Our Scalability project has reached success! We have eclipsed our goal of doing 50,000 registrations in 10 minutes – completing the task in only 7 minutes. This means RunSignUp is simply the most scalable registration system in the world – able to meet the needs of the largest races. And combined with our robust Participant Management features for bib exchange, event transfers and automated refunds and wait lists, RunSignUp is now simply the best registration and results system available, eclipsing old systems like Active.com.
Our project was inspired by the Broad Street race in Philadelphia this past spring where we faced frustrations in trying to register ourselves for the race (on a different registration system). Users were subjected to timeouts, no response and uncertainty as the system took over 5 hours to process 30,000 registrations.
During this year, we have methodically improved performance and implemented mechanisms that give us very robust capabilities. This has yielded benefits for every race since we are now twice as fast as Active.com, and the stability and availability of our service has been improved to be industry leading.
Here are the gory details:
We tested a user going thru a multiple step process that included most of our features to simulate a “worst case” scenario:
- Race Information Page
- SignUp Page
- User Information & Event Selection Page
- Team joining Page
- Giveaway selection Page
- Donation Page
- Store Page
- Payment Information Page
- Confirmation Page
To accomplish this test, we had to build a test suite that emulated a browser. The test suite includes a scripting component that let’s us mimic what a user would type in and see what the resulting page is. The test suite allows us to set the number of browsers to be emulated, the number of servers to be used to run the browsers, a variable wait time to emulate the time it takes a user to type in information on a page (we set this to be 15-60 seconds, which was done randomly for each user). The test also collected all of the information on each of these 450,000 page submits and replies checking for errors and calculating response time. The test servers all fed their information back to a central server which collated the information into a summary form that includes the graphs on this blog page.
We run on the Amazon Cloud, which makes it easy and low cost to add and deploy servers. We did a number of configurations, but most of our tests were run with the following number of servers and sizes:
- 20 m3.2xlarge instances, each emulating 2,500 runners.
- 4 h1.4xlarge Load Balancers running NGINX.
- 250 m1.large Apache Webservers.
- 1 m1.large RDS Server running MySQL with multi-zone auto-failover
- 2 m1.large RDS Read-Replicas running MySQL
- 4 c1.medium memcached servers for session cache
- 4 c1.medium memcached servers for data cache
This was distributed across two Amazon Availability Zones to help maximize availability in the event of an Amazon data center going down. We were also able to achieve similar results with 42 Webservers on the m3.2xlarge servers sized at 26 EC2 units with 30 GB of memory each.
We used other Amazon services as part of this that were critical:
- Amazon SQS – This queueing system was the key to eliminating the database bottleneck – allowing us to share connections to the database and have an ordering flow thru the system.
New Relic’s management capabilities provide us monitoring and deep insight into the system, allowing us to identify bottlenecks in our configurations and in our code.
The results are impressive and could have been much higher if we had eliminated the human wait time we built into the test to simulate a runner typing in information like their name and what giveaway to chose. It took just 7 minutes to process 50,000 runner registrations. We processed over 64,000 web pages per minute. Well over 400,000 runners could be registered in an hour.

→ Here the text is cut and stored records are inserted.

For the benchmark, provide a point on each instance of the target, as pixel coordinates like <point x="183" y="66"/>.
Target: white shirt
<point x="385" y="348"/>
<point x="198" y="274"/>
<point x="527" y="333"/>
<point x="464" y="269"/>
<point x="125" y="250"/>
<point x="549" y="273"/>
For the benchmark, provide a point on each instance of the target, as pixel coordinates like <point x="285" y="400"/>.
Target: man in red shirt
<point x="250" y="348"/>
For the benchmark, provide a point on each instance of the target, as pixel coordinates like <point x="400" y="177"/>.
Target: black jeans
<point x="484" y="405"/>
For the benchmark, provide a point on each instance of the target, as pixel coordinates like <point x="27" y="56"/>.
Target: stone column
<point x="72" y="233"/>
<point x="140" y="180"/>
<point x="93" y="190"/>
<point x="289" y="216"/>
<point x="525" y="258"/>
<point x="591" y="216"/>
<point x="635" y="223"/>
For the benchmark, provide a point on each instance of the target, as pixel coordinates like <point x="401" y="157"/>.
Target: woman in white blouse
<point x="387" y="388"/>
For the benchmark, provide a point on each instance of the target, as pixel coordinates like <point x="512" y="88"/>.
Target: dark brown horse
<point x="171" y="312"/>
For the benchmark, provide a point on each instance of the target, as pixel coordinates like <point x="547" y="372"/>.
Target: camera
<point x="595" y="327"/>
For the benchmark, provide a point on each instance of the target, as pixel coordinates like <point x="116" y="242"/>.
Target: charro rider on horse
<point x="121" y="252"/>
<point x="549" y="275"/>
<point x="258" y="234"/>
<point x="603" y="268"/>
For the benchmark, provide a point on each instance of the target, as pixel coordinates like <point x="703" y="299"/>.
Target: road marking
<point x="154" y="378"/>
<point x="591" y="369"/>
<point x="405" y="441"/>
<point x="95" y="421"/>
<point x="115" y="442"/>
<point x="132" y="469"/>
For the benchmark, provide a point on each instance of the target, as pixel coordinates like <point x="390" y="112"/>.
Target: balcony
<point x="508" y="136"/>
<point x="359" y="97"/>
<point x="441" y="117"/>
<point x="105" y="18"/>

The average wait time for the confirmation page was 10.5 seconds. For other pages, the average wait time was 1.1 seconds, with a range of 1.6 seconds for the first Race Info page and a low of 0.84 seconds for the donation page. The maximum wait time for a page to respond was 25 seconds for the confirmation page, and 26 seconds for the Race Info page. The average runner took 5 minutes and 2 seconds to register – completing all 9 pages from getting Race Info to getting a Confirmation.
We will be publishing data on results searching (for when runners, friends and family look up times after a race completes) in a separate blog post. We will also be publishing a complete white paper including some of our source code as well as our configuration and tuning parameters in detail in the next few weeks.
Large Race Offering
If you have a large race (over 5,000 runners, or sell out very quickly), we now are offering this scalability as a service. We can do this in a test mode (testing RunSignUp as well as other competitive services such as Active.com), for opening of registration and for posting results. We charge a set-up fee of $5,000 plus $25 per EC2 Unit per day. For example, if you have 15,000 people registering immediately upon race opening, we would recommend 75 m1.large (4 EC2 Units) servers (200 runners each) for a cost of $5,000 + $100*75 = $12,500. If you want us to pre-test the configuration, or to benchmark it against another registration service, we would charge the same amount.
Note that large races that need to handle huge loads for people searching results can also make use of this service, as well as our notification service. This is a common problem for large races that RunSignUp now solves!